Closed benoit74 closed 9 months ago
@benoit74 the same thing happened about now. I didn't gather information on the failing container as I saw the alert quite late and rushed to restore the service. We need to look into this soon
OK 😢
Do not hesitate to alert me when it happen again (if I'm awake 😉), without diving a bit into the container to see what happens, it will be hard to fix. From my understanding it looks like
Some potential explanations here: https://stackoverflow.com/questions/41377059/how-to-solve-errno-11-resource-temporarily-unavailable-using-uwsgi-nginx
Especially running ss -xl
during an outage would be very precious.
I don't really get why the system does not recover automatically once the load decrease ... maybe because workers are continuously overwhelming the API once it starts to get errors and the load never decreases?
Do you have any good source of information about how to observe what is currently happening to uwsgi processes, how to restart them, ...? Is it correct that we do not use guvicorn at all in the Zimfarm setup?
Indeed we don't. This ticket might be our opportunity to change the ZF's base image.

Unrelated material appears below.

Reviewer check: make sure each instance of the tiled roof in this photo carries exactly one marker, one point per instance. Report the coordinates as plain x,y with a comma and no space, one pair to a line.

Yet other outages this morning at 2:03:42 AM (for 2 hours and 42 minutes), at 4:53:27 AM (for 18 minutes and 48 seconds) and at 5:18:57 AM (I then restarted the pod)
Inside the pod:
root@api-deployment-d5dfb9b6f-6v9jm:/app# ss -xl
Netid State Recv-Q Send-Q Local Address:Port Peer Address:Port
u_str LISTEN 0 1024 /var/run/supervisor.sock.1 1444064086 * 0
u_str LISTEN 101 100 /tmp/uwsgi.sock 1444065071 * 0
Clearly, UWSGI is overloaded. And the automatic resolution of the first two incidents shows that the system achieves to recover. It is just probably overloaded with very long running requests / queries.
I did not noticed this before (even if it was present) but we have many messages like that:
ERRO pool zimfarm-periodic event buffer overflowed, discarding event xxxx
Don't know if this is the root-cause or only a side-effect.
Slightly worried about this as the user visible effects of such a problem can be very various and difficult to trace down IMO. Do we have a way to identify if which requests take more than a few seconds to execute?
We have two different things to do: the logger issue which will be able to inform us of what happens and we need to switch base image which will allow us to better configure the WSGI bridge. Since we're currently on a si gie instance, maybe increase the number of workers until those tasks are completed
The user visible effect is simple, during an outage all requests to the API timeout or return a 502. This is however worrying since it means the workers cannot update their status anymore, complete tasks, start new ones, etc ...
During an outage, we should run the following SQL query to find activity at the DB level:
SELECT
pid,
now() - pg_stat_activity.query_start AS duration,
query,
state
FROM pg_stat_activity
WHERE (now() - pg_stat_activity.query_start) > interval '5 minutes';
Currently there is no long running queries at the DB.
Finishing the task https://github.com/kiwix/k8s/issues/5 will help, will be done this week.
Having more info afterwards at the DB level is also possible, for instance with the pgstatstatements module, but this is also something which consumes resources so its activation is not something to do without scrutiny. And there is maybe other tools possible, but I have too few experience on this, we need to document ourselves should we decide to make progress on this track of better understanding activity at the DB level (I'm not sure this is the issue).
As already mentioned yesterday, it looks like there is a very strong correlation with https://github.com/openzim/zimfarm/issues/817
Probable explanation is :
Closing it for now since it has been two weeks without occurence and probable root cause has been identified.
Would that not be wise to code these tasks in an asynchronous manner, ie using a worker which does not block the main loop?
Of course, we already discussed about it with @rgaudin but I forgot to open an issue. Now it is done: https://github.com/openzim/zimfarm/issues/822
Re-opening it since it occurred today. See https://github.com/openzim/zimfarm/issues/826 for an more detailed understanding of the situation
Closed again
At 2023-08-22 01:37:07 Zimfarm API stopped to work properly.
Logs where full of errors
connect() to unix:///tmp/uwsgi.sock failed (11: Resource temporarily unavailable) while connecting to upstream, client: 100.64.6.28
.100.64.6.28
is the nginx ingress IP.Request where still received but the all finished with the same error message.
Restarting the API pod manually (at 4:33 AM UTC) was sufficient to get immediately get rid of those errors.
This ticket is meant to trace the event, should it happen again in the future. I do not expect to take any immediate action.